TransformerEngine
TransformerEngine copied to clipboard
`Float8Quantizer::create_tensor` calculates `scale_inv` instead of creating an empty buffer
https://github.com/NVIDIA/TransformerEngine/blob/b39397c541292f336c5964dd1661d80c08dc4c78/transformer_engine/pytorch/csrc/extensions/quantizer.cpp#L112
This brings some overheads. For example, in fused_multi_quantize, the reciprocal kernels (along with the launch overheads) take most of the overall time.
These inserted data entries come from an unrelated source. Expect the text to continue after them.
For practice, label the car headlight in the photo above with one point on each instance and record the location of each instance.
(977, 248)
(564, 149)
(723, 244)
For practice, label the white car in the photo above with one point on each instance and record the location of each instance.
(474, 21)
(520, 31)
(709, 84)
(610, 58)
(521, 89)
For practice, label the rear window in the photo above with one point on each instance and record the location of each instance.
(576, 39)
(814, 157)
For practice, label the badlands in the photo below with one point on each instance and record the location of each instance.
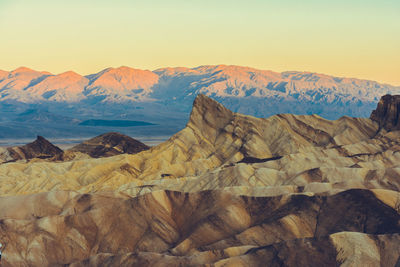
(227, 190)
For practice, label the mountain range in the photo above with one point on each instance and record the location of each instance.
(40, 103)
(126, 84)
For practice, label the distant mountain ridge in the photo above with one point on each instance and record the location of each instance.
(251, 91)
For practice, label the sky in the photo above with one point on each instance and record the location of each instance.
(350, 38)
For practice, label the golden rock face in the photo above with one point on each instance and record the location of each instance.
(227, 190)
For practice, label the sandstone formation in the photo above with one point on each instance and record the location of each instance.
(387, 113)
(227, 190)
(110, 144)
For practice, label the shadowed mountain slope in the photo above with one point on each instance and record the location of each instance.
(110, 144)
(40, 148)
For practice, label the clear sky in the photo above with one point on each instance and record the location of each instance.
(350, 38)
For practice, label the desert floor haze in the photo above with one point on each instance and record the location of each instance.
(227, 190)
(157, 103)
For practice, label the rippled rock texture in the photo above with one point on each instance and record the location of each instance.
(228, 190)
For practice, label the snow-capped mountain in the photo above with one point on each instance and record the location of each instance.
(247, 90)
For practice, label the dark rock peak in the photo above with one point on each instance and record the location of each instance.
(387, 113)
(110, 144)
(40, 148)
(209, 111)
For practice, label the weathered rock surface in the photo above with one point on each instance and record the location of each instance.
(209, 227)
(387, 113)
(110, 144)
(228, 190)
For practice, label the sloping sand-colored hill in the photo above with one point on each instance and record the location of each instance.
(227, 190)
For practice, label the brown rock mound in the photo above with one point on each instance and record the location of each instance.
(110, 144)
(387, 113)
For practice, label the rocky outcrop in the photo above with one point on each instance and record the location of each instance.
(110, 144)
(387, 113)
(227, 190)
(209, 227)
(41, 148)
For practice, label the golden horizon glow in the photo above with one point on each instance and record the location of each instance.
(357, 39)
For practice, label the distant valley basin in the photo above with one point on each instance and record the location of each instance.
(115, 123)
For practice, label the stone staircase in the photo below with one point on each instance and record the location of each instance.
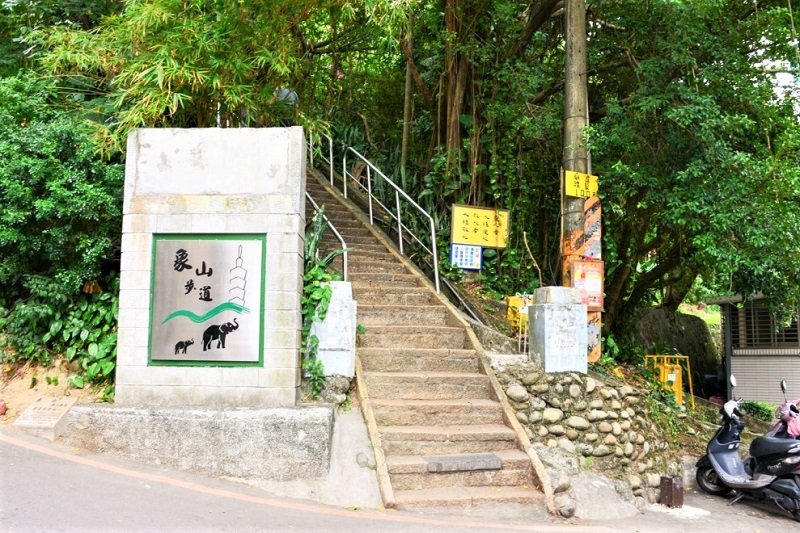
(439, 431)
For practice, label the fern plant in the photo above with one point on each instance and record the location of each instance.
(316, 298)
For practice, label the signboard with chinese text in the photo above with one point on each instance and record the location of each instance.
(587, 277)
(480, 226)
(579, 184)
(207, 299)
(466, 256)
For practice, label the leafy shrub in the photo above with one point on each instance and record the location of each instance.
(316, 299)
(760, 410)
(61, 216)
(82, 327)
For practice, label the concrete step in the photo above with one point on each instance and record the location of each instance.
(375, 248)
(377, 280)
(411, 472)
(393, 412)
(369, 294)
(440, 440)
(466, 497)
(395, 315)
(358, 264)
(428, 385)
(383, 256)
(351, 239)
(414, 337)
(403, 359)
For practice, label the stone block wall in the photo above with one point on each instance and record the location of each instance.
(195, 181)
(578, 423)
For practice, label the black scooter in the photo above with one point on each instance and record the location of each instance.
(772, 472)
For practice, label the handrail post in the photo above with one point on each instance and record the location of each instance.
(369, 195)
(399, 222)
(330, 157)
(435, 254)
(344, 172)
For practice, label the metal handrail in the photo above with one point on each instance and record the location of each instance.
(311, 150)
(336, 233)
(398, 192)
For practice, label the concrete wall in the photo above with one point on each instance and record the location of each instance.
(279, 444)
(213, 181)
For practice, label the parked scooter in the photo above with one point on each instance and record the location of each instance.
(788, 415)
(772, 472)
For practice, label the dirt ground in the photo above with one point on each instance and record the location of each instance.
(24, 384)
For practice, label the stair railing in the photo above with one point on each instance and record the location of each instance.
(336, 233)
(312, 149)
(395, 214)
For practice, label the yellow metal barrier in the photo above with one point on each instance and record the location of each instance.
(670, 372)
There was an optimization that updates FP8 scale-inverse in kernels with FP8 output https://github.com/NVIDIA/TransformerEngine/pull/1083, why did we change it?
cc @timmoon10
Logically, scale is part of the recipe and scale_inv is part of the data:
- You can change
scaleat any time, for whatever reason, to any value. It is only relevant at the exact moment you are doing an FP8 cast. - Changing
scale_invdestroys FP8 data, just as if you overwrote the FP8 data itself. Also, consider thatscale_invgeneralizes to a tensor in MXFP8 and other block-scaling formats.
Before https://github.com/NVIDIA/TransformerEngine/pull/1083, we needed messy logic for the scale update after the forward pass: update scale_inv together with scale but also make a copy so that we don't destroy cached tensors for the backward pass. This added the CPU overhead of an extra kernel launch (cudaMemcpy) and allocating temporary PyTorch tensors.
After https://github.com/NVIDIA/TransformerEngine/pull/1083, we can decouple scale and scale_inv: populate scale_inv when performing the FP8 cast and update scale after the forward and backward passes. In most cases, this adds very little overhead to existing kernels (existing FP8 kernels output to amax, so just output to scale_inv as well). There are a few kernels that don't output scale_inv (e.g. cuBLAS) so we need a separate scale-inverse kernel, but that is no worse than the extra cudaMemcpy in the old implementation.
In this case, I think the problem is that the API and behavior of Quantizer::create_tensor are wonky. The rowwise_data arg doesn't make sense in a generic base class function, since its interpretation depends on the concrete class (and also you need multiple tensors to represent MXFP8). If the user wants to pass in a raw UINT8 buffer, they should also be required to pass in the scale_inv since there's no reason to expect that it matches the quantizer's scale value. Float8Quantizer::create_tensor should be changed so it allocates an uninitialized UINT8 buffer and an uninitialized FP32 scale-inv, and then it'll be the responsibility of the FP8 cast kernel to populate the scale-inv with the correct value.
@timmoon10 I totally understand what #1083 was doing. My question is why we changed away from it in TE 2.0, for example, calculating scale_inv in Float8Quantizer::create_tensor instead of in the kernels that output fp8 data.
Float8Quantizer::create_tensor should be changed so it allocates an uninitialized UINT8 buffer and an uninitialized FP32 scale-inv, and then it'll be the responsibility of the FP8 cast kernel to populate the scale-inv with the correct value.
Totally agree.
I'd say that this is just a bug - we should remove this at::reciprocal. The rowwise data I think was added as a way to pass preallocated buffer (which we need e.g. for UserBuffer), we will need to extend that to maybe pass a dictionary of buffers (since e.g. to have UB support for MXFP8 we may need to do the same for the scale_inv @timmoon10?